What is the most efficient way to store something like this (in memory ) apart from just having an array of arrays of course? I want to be able to get all the values of the array for any time, say getValues(long time) in the most efficient way possible.
Say for 4 arrays
time 1 null null null xyz
time 2 null null abc xyz
(note that only abc changed here) but we still keep the values of the last index from time 1.
What you are asking for is known in the academic CS field as "partially persistent arrays". For more information about persistence, see the survey of Kaplan.
One simple solution is to use search trees instead of arrays. You can use purely functional balanced search trees to guarantee that each read or write takes O(lg n) worst-case time (where n is the size of the array), instead of O(1) time. (If you keep the time-stamped versions in an extendible array, adding a new version is O(1) amortized and accessing an old version is O(1) worst-case.)

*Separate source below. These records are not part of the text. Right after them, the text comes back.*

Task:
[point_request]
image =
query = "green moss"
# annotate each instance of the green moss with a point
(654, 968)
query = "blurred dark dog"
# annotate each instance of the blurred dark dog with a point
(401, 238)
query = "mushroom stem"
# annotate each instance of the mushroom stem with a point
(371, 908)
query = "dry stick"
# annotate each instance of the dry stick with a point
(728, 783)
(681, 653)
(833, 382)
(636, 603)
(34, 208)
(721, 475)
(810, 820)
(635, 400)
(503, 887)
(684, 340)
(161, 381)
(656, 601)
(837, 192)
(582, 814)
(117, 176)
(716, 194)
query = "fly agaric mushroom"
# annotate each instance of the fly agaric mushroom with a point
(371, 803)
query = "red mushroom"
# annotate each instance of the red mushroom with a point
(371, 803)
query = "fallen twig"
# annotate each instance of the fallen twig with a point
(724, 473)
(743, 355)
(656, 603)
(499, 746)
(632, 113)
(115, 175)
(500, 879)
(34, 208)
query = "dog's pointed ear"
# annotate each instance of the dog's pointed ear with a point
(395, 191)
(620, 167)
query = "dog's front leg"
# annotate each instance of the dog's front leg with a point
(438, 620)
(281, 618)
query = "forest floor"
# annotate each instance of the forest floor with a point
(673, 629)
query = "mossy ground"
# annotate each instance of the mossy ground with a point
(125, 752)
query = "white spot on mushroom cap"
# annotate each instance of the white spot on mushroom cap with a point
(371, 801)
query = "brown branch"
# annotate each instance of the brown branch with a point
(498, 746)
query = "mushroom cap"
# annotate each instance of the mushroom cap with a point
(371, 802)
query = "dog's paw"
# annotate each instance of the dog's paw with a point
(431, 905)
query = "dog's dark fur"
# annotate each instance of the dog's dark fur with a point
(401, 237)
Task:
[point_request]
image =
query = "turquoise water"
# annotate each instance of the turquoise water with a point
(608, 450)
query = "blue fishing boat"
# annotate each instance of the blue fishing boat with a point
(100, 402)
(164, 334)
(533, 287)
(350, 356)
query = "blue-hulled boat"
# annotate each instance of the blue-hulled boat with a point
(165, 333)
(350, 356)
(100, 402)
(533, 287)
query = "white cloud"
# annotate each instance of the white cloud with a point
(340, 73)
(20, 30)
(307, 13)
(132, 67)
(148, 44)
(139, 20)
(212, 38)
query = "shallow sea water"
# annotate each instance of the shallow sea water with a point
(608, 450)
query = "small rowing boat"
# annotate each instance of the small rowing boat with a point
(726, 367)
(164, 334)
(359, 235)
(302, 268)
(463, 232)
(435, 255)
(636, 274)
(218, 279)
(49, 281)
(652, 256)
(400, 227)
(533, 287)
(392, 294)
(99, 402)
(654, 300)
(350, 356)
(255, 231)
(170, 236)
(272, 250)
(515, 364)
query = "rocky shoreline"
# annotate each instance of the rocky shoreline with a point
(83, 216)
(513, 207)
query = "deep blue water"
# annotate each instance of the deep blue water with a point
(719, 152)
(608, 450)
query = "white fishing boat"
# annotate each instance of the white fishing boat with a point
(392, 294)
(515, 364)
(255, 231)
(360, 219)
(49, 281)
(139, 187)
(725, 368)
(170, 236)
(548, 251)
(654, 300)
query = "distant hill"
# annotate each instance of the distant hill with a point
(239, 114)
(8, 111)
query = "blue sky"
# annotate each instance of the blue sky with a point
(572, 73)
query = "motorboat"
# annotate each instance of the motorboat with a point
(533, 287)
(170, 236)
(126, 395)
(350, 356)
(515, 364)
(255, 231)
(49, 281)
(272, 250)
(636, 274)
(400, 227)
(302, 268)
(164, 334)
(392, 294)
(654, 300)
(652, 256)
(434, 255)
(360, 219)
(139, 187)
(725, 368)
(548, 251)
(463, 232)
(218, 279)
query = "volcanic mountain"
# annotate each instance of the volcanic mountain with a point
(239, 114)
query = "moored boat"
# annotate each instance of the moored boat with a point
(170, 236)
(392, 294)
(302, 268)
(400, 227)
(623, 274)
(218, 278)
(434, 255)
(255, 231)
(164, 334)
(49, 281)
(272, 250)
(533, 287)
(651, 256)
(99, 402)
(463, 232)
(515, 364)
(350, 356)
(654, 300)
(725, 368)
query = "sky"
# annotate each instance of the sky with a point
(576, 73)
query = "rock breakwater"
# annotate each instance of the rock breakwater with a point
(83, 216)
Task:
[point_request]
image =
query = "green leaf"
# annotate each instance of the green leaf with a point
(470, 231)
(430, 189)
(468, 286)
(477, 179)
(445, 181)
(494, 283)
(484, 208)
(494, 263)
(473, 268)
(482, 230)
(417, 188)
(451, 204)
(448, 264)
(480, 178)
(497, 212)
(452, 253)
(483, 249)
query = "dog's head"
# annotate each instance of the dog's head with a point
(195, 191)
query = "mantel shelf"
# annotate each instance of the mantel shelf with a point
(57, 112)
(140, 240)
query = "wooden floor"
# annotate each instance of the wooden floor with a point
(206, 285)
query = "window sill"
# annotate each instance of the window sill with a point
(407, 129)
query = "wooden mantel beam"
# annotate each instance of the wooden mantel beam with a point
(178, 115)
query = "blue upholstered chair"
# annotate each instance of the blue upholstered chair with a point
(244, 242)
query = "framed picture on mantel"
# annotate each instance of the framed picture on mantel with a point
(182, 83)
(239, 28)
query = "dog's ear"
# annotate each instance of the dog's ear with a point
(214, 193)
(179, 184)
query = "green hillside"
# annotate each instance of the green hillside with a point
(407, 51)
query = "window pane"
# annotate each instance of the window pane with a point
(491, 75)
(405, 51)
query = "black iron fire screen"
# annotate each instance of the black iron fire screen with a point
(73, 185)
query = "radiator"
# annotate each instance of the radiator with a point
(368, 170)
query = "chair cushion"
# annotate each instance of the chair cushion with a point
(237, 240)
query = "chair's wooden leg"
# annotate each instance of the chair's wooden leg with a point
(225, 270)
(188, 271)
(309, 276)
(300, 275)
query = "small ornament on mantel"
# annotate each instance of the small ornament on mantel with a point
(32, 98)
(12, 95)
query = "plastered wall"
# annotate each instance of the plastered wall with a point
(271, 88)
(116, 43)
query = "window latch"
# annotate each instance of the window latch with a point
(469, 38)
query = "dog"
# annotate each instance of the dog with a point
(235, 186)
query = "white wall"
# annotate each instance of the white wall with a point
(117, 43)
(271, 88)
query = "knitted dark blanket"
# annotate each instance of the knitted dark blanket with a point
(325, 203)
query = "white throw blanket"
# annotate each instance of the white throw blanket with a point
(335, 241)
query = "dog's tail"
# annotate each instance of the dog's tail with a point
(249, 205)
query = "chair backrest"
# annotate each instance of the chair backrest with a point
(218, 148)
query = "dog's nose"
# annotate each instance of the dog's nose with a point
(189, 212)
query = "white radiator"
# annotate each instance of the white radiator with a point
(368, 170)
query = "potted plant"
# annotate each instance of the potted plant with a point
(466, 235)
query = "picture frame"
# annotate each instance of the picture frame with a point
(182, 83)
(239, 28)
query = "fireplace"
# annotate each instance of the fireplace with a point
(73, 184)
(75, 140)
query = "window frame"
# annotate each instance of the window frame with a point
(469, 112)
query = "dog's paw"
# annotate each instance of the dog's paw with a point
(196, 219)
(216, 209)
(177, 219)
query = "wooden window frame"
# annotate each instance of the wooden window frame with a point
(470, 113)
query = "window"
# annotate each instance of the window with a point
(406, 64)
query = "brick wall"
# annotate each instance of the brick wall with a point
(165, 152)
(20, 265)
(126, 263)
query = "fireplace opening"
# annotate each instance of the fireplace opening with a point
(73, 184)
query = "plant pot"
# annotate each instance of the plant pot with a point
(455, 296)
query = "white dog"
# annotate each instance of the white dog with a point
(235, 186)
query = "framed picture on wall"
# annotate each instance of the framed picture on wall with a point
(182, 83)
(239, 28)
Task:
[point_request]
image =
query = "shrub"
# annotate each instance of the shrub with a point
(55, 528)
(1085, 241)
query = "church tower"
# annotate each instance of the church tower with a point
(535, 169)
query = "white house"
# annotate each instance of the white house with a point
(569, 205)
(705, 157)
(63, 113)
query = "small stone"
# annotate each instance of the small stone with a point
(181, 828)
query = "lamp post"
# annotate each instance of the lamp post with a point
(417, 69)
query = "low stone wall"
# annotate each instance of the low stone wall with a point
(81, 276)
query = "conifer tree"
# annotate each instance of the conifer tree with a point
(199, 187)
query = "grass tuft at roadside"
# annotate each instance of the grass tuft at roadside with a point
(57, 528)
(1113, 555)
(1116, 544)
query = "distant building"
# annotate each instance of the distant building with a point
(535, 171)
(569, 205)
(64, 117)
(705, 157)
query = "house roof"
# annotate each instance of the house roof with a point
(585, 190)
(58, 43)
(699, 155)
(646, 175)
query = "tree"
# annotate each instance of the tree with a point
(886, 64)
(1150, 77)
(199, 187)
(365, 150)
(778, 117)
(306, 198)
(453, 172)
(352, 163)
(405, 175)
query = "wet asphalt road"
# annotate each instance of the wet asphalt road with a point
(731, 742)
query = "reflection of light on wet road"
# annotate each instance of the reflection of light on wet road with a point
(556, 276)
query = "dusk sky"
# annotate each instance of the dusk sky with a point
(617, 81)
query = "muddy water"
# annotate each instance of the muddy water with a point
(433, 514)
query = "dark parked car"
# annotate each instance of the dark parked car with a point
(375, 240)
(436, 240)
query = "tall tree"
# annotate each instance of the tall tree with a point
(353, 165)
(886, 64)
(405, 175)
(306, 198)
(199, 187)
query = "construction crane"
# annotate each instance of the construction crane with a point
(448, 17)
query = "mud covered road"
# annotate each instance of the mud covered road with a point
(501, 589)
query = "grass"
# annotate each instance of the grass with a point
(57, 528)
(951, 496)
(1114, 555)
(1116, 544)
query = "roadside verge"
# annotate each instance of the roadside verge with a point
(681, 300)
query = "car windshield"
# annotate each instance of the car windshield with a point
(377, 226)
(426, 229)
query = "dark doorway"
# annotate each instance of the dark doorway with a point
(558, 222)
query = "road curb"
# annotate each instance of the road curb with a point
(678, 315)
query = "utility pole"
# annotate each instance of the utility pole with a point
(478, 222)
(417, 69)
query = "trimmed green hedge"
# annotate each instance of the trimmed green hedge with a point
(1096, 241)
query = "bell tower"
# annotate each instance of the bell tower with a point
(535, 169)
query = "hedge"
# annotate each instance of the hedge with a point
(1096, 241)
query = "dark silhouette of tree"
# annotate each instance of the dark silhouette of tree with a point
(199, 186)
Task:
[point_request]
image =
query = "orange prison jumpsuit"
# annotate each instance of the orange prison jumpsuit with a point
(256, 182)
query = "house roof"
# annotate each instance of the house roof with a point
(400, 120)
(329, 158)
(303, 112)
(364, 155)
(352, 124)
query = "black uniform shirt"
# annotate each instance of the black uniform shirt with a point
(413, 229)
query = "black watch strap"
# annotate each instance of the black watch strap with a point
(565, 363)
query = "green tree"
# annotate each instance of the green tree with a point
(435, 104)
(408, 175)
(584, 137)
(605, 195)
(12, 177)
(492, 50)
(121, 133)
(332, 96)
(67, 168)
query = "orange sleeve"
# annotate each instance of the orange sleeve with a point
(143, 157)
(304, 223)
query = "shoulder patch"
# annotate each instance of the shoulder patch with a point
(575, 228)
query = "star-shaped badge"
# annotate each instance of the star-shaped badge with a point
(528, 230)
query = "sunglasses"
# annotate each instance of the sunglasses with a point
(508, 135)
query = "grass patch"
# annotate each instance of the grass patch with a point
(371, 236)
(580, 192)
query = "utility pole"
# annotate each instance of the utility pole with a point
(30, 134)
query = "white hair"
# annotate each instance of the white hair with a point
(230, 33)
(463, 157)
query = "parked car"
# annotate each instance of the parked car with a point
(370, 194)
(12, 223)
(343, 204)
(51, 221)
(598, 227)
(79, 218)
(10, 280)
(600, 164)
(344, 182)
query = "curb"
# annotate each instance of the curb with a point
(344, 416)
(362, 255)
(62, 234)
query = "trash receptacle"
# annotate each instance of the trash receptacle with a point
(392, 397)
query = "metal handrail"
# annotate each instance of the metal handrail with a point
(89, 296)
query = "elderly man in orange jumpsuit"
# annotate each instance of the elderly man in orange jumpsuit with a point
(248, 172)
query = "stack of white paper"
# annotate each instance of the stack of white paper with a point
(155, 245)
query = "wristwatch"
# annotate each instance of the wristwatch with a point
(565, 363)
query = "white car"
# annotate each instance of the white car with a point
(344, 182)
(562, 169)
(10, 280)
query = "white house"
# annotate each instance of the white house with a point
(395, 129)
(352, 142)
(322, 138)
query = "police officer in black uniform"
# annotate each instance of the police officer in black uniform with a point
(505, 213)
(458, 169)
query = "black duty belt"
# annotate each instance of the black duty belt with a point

If you are not familiar with purely functional search trees, you might read this introduction to Clojure's persistent arrays. They are purely functional trees indexed fixed-width integers (in the form of a trie), and thus have fixed depth. This might be the fastest solution to your problem, both worst-case and real-world.
The only other partially persistent arrays that I am aware of may take longer in the worst case. Some have better amortized complexity and some have better expected complexity if arrays are accessed in various restricted ways.